THE LIGHT AT THE EDGE OF THE DINING ROOM TABLE

 Ken Meisel

 

Has my whole life in it; even when I tried to become a big fish

 

or a bird or a cat or a cicada trying to sing one sensational song.

Every life is a pastoral, just an ode to the light at the edge

 

of the dining room table where we eat, where we break bread,

where we speak to one another about what love is; or what hurts us,

 

or what makes us cry like a fountain made of stars blowing out of eyes.

To say yes to the world means one more life counts for the earth’s

 

simple bargain with us. To hold a bird in one’s hand is to feel what a star is,

when it is trying with all its might. To kiss is to play dice with a mystery.

 

To pet the cat, my little cat named Olive, makes me smile like an elephant

because the wind in the willows is what breathes in and out all our days,

 

and she’s not trying to prove anything to a year’s calendar except

that it matters to nap in the light at the edge of the dining room table.

 

The light at the edge of the dining room table doesn’t seem to care a wit

about all my memories. All it does is act like I’m there, just keeping

 

count of what energy is made of when it slants direct across wood,

and one is left with excitement, or what Spirit is without my two cents.

 

God created words because we couldn’t describe him. This is what a hiker

told me in the Blue Ridge Mountains. We were hiking together.

 

We were up in the rhododendron gardens; he was divorcing his wife

or rather, she was leaving him for another person; we drank beer

 

and we pretended we understood what dying and love was made of,

and he told me, God created all these words so that we could describe

 

what the light at the edge of a table feels like when we are lost in it.

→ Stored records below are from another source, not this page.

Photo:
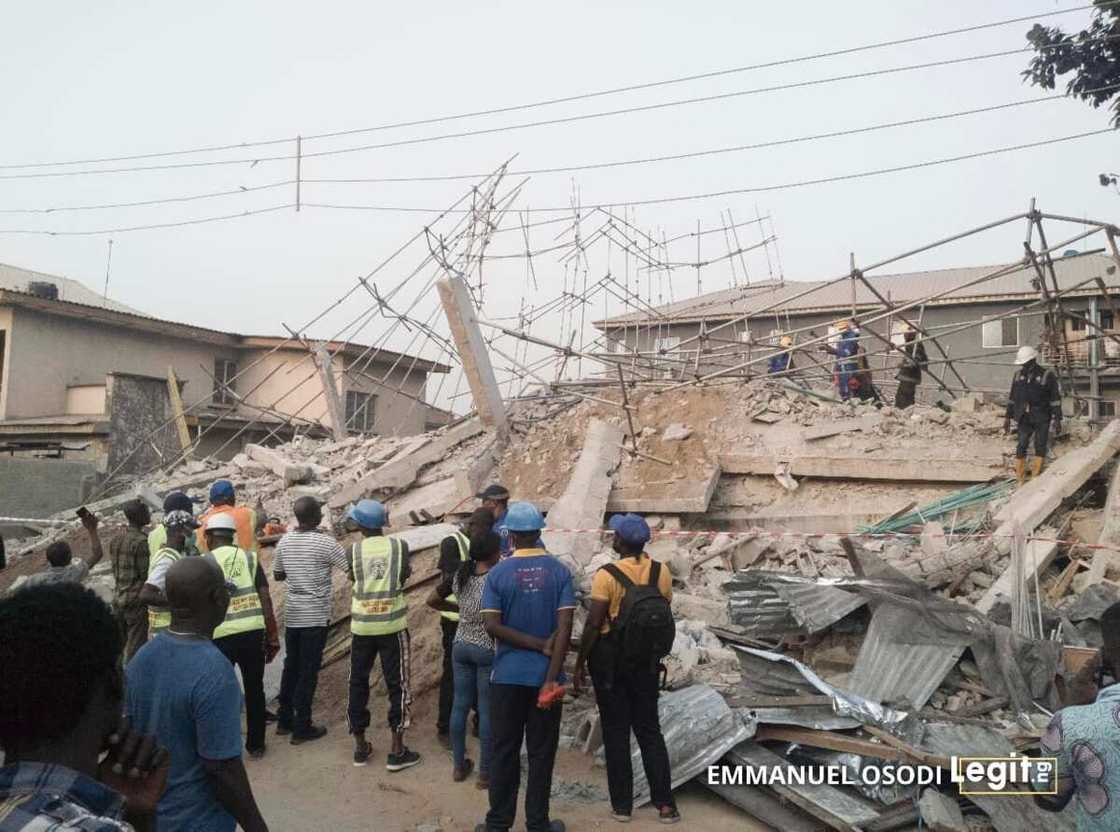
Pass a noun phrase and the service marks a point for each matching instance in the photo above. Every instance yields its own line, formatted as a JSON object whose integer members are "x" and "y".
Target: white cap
{"x": 221, "y": 521}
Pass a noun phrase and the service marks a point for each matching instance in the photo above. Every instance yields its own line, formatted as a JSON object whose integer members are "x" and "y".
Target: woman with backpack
{"x": 472, "y": 652}
{"x": 630, "y": 629}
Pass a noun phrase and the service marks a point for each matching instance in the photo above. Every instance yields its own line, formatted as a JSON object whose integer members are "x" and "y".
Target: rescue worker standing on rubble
{"x": 380, "y": 625}
{"x": 249, "y": 636}
{"x": 783, "y": 361}
{"x": 910, "y": 370}
{"x": 1034, "y": 403}
{"x": 846, "y": 351}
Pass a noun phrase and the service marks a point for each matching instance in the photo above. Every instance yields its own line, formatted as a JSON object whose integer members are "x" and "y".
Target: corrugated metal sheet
{"x": 772, "y": 604}
{"x": 903, "y": 288}
{"x": 895, "y": 673}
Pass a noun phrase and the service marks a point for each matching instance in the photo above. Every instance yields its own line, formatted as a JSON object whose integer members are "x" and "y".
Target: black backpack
{"x": 643, "y": 632}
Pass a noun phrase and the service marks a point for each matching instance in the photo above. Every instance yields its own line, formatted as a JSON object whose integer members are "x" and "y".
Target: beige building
{"x": 85, "y": 377}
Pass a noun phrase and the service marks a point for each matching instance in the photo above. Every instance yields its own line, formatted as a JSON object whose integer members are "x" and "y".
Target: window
{"x": 358, "y": 411}
{"x": 1002, "y": 333}
{"x": 224, "y": 372}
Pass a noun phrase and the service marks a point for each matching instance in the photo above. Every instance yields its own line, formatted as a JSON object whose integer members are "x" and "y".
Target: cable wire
{"x": 568, "y": 99}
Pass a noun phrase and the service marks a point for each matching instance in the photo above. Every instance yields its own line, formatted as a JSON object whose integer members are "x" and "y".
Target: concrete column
{"x": 330, "y": 390}
{"x": 473, "y": 354}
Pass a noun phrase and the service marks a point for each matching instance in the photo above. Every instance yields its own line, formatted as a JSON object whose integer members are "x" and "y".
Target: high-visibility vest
{"x": 378, "y": 605}
{"x": 245, "y": 536}
{"x": 245, "y": 613}
{"x": 464, "y": 554}
{"x": 159, "y": 618}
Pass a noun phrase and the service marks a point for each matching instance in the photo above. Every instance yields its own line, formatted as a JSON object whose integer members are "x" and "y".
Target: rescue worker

He was drinking, and when the fire petered out he blubbered like love

 

does when it drains into that unsteady brook of memory and forgetting.

It slaughters something deep in us, he said to me. Yes it does. It’s forged in light.

 

I told him nothing is wrong except that we use words to describe

what the world is trying to say to us by how it won’t ever answer us.

 

The light at the edge of the dining room table is God, saying

Come unto me; the world is what cries us awake when we give love to it.

 


Ken Meisel is a poet and psychotherapist, a 2012 Kresge Arts Literary Fellow, a Pushcart Prize nominee and the author of eight books of poetry. His most recent books are: Our Common Souls: New & Selected Poems of Detroit (Blue Horse Press, 2020) and Mortal Lullabies (FutureCycle Press, 2018). Meisel has recent work in Concho River Review, I-70 Review, San Pedro River Review, and Rabid Oak.